The curve $y = 4(x+1)(x-1)(x-3)$ meets the $x$-axis at three points. Verify, by finding the numerical value of each, that the two areas formed between the curve and the $x$-axis are of equal size.

The three intercepts with the $x$-axis are at $x = -1$, $x = 1$, and $x = 3$.

The curve has a positive $x^3$ coefficient, so we know the rough shape of the curve. The region enclosed between the curve and the $x$-axis between $x = -1$ and $x = 1$ is above the $x$-axis, while the region enclosed between $x = 1$ and $x = 3$ is below the $x$-axis.

We can expand the expression that defines $y$: \begin{align*} y = 4(x+1)(x-1)(x-3) &= 4(x^2 - 1)(x-3) \\ &= 4(x^3 - 3x^2 - x + 3). \end{align*} The first area is $\begin{equation*} \int_{-1}^1 y \:dx = 4 \int_{-1}^1 x^3 - 3x^2 - x + 3 \:dx = \left[ x^4 - 4x^3 - 2x^2 + 12x \right]_{-1}^{1} = (7)-(-9) = 16. \end{equation*}$ We can find the second area by evaluating \begin{align*} \left[ x^4 - 4x^3 - 2x^2 + 12x \right]_{1}^{3} = -16. \end{align*}

This is negative since the curve lies beneath the $x$-axis here.
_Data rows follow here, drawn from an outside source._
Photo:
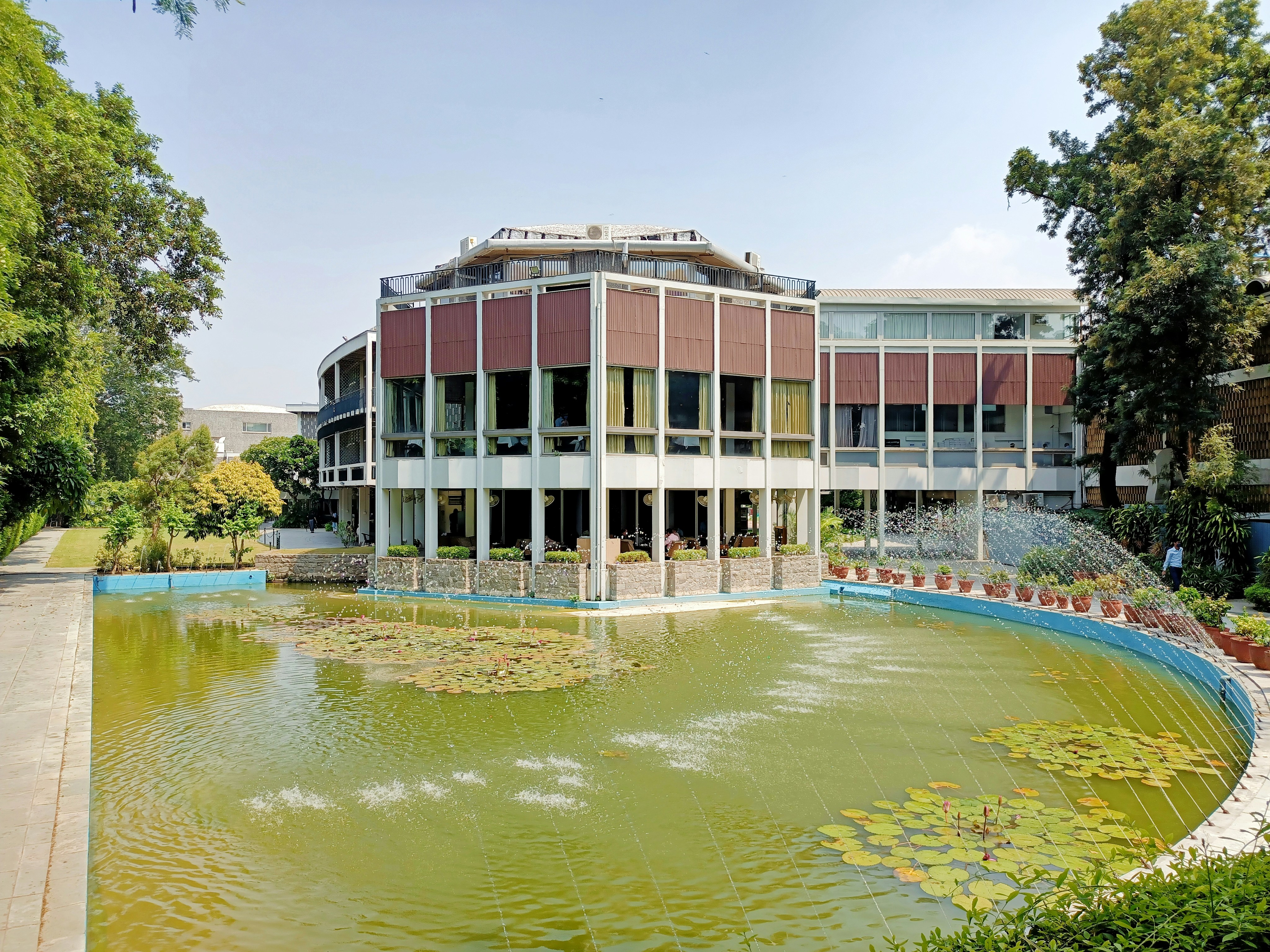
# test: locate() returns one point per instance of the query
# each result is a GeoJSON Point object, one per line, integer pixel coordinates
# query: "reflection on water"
{"type": "Point", "coordinates": [249, 798]}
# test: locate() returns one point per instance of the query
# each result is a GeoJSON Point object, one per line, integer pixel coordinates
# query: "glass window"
{"type": "Point", "coordinates": [403, 448]}
{"type": "Point", "coordinates": [508, 446]}
{"type": "Point", "coordinates": [567, 397]}
{"type": "Point", "coordinates": [849, 325]}
{"type": "Point", "coordinates": [792, 407]}
{"type": "Point", "coordinates": [508, 400]}
{"type": "Point", "coordinates": [1053, 327]}
{"type": "Point", "coordinates": [1002, 327]}
{"type": "Point", "coordinates": [456, 403]}
{"type": "Point", "coordinates": [687, 402]}
{"type": "Point", "coordinates": [463, 446]}
{"type": "Point", "coordinates": [741, 404]}
{"type": "Point", "coordinates": [404, 398]}
{"type": "Point", "coordinates": [906, 418]}
{"type": "Point", "coordinates": [687, 446]}
{"type": "Point", "coordinates": [953, 327]}
{"type": "Point", "coordinates": [629, 403]}
{"type": "Point", "coordinates": [905, 327]}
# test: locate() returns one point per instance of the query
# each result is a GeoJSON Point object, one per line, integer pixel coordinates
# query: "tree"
{"type": "Point", "coordinates": [293, 465]}
{"type": "Point", "coordinates": [1165, 215]}
{"type": "Point", "coordinates": [98, 252]}
{"type": "Point", "coordinates": [232, 502]}
{"type": "Point", "coordinates": [167, 469]}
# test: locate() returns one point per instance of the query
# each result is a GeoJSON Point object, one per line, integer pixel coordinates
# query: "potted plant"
{"type": "Point", "coordinates": [1109, 588]}
{"type": "Point", "coordinates": [883, 569]}
{"type": "Point", "coordinates": [1062, 596]}
{"type": "Point", "coordinates": [1024, 584]}
{"type": "Point", "coordinates": [1082, 594]}
{"type": "Point", "coordinates": [996, 584]}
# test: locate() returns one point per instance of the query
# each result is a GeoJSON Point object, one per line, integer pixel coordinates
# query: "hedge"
{"type": "Point", "coordinates": [506, 555]}
{"type": "Point", "coordinates": [690, 555]}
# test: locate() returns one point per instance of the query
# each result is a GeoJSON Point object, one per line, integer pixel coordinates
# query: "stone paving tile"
{"type": "Point", "coordinates": [46, 643]}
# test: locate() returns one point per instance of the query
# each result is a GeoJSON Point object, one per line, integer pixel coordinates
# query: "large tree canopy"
{"type": "Point", "coordinates": [1165, 214]}
{"type": "Point", "coordinates": [100, 256]}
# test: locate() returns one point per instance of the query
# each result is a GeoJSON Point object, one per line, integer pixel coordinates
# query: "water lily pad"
{"type": "Point", "coordinates": [862, 857]}
{"type": "Point", "coordinates": [940, 888]}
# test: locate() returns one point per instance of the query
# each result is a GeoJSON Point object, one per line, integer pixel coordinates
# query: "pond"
{"type": "Point", "coordinates": [247, 795]}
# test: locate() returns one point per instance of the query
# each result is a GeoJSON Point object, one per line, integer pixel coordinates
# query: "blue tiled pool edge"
{"type": "Point", "coordinates": [1189, 663]}
{"type": "Point", "coordinates": [162, 582]}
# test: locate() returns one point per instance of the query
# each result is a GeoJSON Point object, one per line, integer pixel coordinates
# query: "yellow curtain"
{"type": "Point", "coordinates": [643, 386]}
{"type": "Point", "coordinates": [792, 407]}
{"type": "Point", "coordinates": [616, 413]}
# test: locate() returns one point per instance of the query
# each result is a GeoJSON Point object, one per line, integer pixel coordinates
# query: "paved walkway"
{"type": "Point", "coordinates": [46, 696]}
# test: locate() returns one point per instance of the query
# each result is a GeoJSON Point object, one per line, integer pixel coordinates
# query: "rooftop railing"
{"type": "Point", "coordinates": [586, 262]}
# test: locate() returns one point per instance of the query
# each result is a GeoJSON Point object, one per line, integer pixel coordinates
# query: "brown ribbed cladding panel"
{"type": "Point", "coordinates": [855, 379]}
{"type": "Point", "coordinates": [954, 379]}
{"type": "Point", "coordinates": [564, 328]}
{"type": "Point", "coordinates": [741, 341]}
{"type": "Point", "coordinates": [793, 346]}
{"type": "Point", "coordinates": [1051, 374]}
{"type": "Point", "coordinates": [404, 342]}
{"type": "Point", "coordinates": [906, 379]}
{"type": "Point", "coordinates": [632, 329]}
{"type": "Point", "coordinates": [506, 327]}
{"type": "Point", "coordinates": [454, 338]}
{"type": "Point", "coordinates": [690, 336]}
{"type": "Point", "coordinates": [1005, 379]}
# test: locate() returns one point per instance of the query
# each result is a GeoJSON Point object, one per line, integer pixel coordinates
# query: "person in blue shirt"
{"type": "Point", "coordinates": [1174, 565]}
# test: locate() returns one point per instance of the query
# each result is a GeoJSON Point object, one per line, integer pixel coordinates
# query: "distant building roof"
{"type": "Point", "coordinates": [1057, 295]}
{"type": "Point", "coordinates": [247, 408]}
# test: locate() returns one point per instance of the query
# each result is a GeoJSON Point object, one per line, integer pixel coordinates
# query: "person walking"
{"type": "Point", "coordinates": [1174, 565]}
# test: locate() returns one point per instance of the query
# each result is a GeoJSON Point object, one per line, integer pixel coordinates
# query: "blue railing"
{"type": "Point", "coordinates": [347, 404]}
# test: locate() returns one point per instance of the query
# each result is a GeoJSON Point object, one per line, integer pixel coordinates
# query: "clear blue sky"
{"type": "Point", "coordinates": [858, 144]}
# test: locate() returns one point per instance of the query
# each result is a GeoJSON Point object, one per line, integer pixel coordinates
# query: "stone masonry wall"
{"type": "Point", "coordinates": [700, 578]}
{"type": "Point", "coordinates": [634, 580]}
{"type": "Point", "coordinates": [747, 574]}
{"type": "Point", "coordinates": [315, 566]}
{"type": "Point", "coordinates": [796, 572]}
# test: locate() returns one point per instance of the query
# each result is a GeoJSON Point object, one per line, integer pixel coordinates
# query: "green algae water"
{"type": "Point", "coordinates": [248, 796]}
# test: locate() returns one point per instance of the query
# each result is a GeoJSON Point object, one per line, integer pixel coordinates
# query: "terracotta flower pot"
{"type": "Point", "coordinates": [1260, 657]}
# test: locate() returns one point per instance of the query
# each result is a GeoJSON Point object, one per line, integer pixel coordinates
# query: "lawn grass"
{"type": "Point", "coordinates": [77, 549]}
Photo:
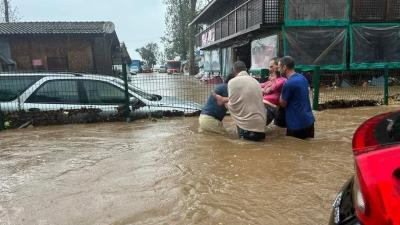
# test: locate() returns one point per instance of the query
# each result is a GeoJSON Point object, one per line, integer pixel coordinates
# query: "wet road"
{"type": "Point", "coordinates": [164, 172]}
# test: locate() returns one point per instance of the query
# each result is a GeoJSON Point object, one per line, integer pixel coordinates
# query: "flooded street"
{"type": "Point", "coordinates": [165, 172]}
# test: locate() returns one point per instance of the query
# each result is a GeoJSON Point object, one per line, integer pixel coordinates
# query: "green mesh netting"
{"type": "Point", "coordinates": [317, 13]}
{"type": "Point", "coordinates": [374, 45]}
{"type": "Point", "coordinates": [316, 46]}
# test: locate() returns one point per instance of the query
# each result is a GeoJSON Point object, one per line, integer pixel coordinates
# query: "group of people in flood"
{"type": "Point", "coordinates": [283, 98]}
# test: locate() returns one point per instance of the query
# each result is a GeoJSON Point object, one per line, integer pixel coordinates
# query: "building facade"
{"type": "Point", "coordinates": [60, 46]}
{"type": "Point", "coordinates": [334, 35]}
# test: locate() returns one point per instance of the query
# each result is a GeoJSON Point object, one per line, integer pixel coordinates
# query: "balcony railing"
{"type": "Point", "coordinates": [244, 17]}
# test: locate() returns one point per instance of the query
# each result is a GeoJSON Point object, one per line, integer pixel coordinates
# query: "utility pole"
{"type": "Point", "coordinates": [6, 11]}
{"type": "Point", "coordinates": [192, 37]}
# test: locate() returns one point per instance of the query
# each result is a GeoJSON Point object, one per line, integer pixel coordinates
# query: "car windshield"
{"type": "Point", "coordinates": [173, 65]}
{"type": "Point", "coordinates": [148, 96]}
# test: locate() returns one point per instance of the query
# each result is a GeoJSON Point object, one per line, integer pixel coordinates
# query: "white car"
{"type": "Point", "coordinates": [134, 70]}
{"type": "Point", "coordinates": [44, 92]}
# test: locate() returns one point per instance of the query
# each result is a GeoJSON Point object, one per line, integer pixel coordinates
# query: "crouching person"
{"type": "Point", "coordinates": [212, 114]}
{"type": "Point", "coordinates": [245, 104]}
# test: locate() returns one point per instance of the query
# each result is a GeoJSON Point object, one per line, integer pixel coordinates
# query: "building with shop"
{"type": "Point", "coordinates": [334, 35]}
{"type": "Point", "coordinates": [60, 46]}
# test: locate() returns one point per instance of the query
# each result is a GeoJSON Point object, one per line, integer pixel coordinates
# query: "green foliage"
{"type": "Point", "coordinates": [149, 53]}
{"type": "Point", "coordinates": [177, 35]}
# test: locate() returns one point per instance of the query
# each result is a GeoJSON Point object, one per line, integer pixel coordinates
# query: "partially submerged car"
{"type": "Point", "coordinates": [372, 195]}
{"type": "Point", "coordinates": [48, 92]}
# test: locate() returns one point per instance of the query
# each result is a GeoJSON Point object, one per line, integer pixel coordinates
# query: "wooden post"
{"type": "Point", "coordinates": [6, 11]}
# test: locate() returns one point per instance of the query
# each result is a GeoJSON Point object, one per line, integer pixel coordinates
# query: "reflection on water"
{"type": "Point", "coordinates": [164, 172]}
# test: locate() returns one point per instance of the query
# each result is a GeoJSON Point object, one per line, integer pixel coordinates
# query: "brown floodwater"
{"type": "Point", "coordinates": [165, 172]}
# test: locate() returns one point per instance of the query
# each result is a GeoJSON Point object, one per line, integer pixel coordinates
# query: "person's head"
{"type": "Point", "coordinates": [274, 75]}
{"type": "Point", "coordinates": [229, 77]}
{"type": "Point", "coordinates": [273, 65]}
{"type": "Point", "coordinates": [238, 67]}
{"type": "Point", "coordinates": [286, 65]}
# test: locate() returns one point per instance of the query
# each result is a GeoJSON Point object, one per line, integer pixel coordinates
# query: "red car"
{"type": "Point", "coordinates": [372, 196]}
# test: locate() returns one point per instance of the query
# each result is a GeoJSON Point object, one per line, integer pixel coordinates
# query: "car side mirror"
{"type": "Point", "coordinates": [136, 103]}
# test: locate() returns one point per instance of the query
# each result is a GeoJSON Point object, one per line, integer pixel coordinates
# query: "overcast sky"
{"type": "Point", "coordinates": [137, 22]}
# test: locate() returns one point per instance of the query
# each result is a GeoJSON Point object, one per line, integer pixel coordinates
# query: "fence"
{"type": "Point", "coordinates": [49, 98]}
{"type": "Point", "coordinates": [333, 89]}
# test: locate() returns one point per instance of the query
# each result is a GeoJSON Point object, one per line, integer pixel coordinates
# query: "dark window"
{"type": "Point", "coordinates": [99, 92]}
{"type": "Point", "coordinates": [57, 91]}
{"type": "Point", "coordinates": [12, 86]}
{"type": "Point", "coordinates": [57, 63]}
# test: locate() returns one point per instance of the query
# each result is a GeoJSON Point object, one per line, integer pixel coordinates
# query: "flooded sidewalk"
{"type": "Point", "coordinates": [165, 172]}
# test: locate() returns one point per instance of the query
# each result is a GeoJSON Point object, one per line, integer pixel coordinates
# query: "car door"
{"type": "Point", "coordinates": [105, 96]}
{"type": "Point", "coordinates": [54, 95]}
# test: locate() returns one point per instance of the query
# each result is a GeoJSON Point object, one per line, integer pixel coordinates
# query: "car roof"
{"type": "Point", "coordinates": [60, 74]}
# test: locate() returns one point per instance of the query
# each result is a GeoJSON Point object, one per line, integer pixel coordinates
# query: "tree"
{"type": "Point", "coordinates": [8, 12]}
{"type": "Point", "coordinates": [179, 36]}
{"type": "Point", "coordinates": [176, 35]}
{"type": "Point", "coordinates": [149, 53]}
Hence the value of the second area is $16$, and the magnitudes of the two areas are equal, as required.

Explain why the value of $\displaystyle \int_{-1}^3 y \:dx$ is zero.

We can split $\begin{equation*} \int_{-1}^3 y \:dx = \int_{-1}^1 y \:dx + \int_1^3 y \:dx. \end{equation*}$

We have seen that the two integrals are equal in magnitude, but opposite in sign (as the second region lies below the $x$-axis), and so the above quantity vanishes.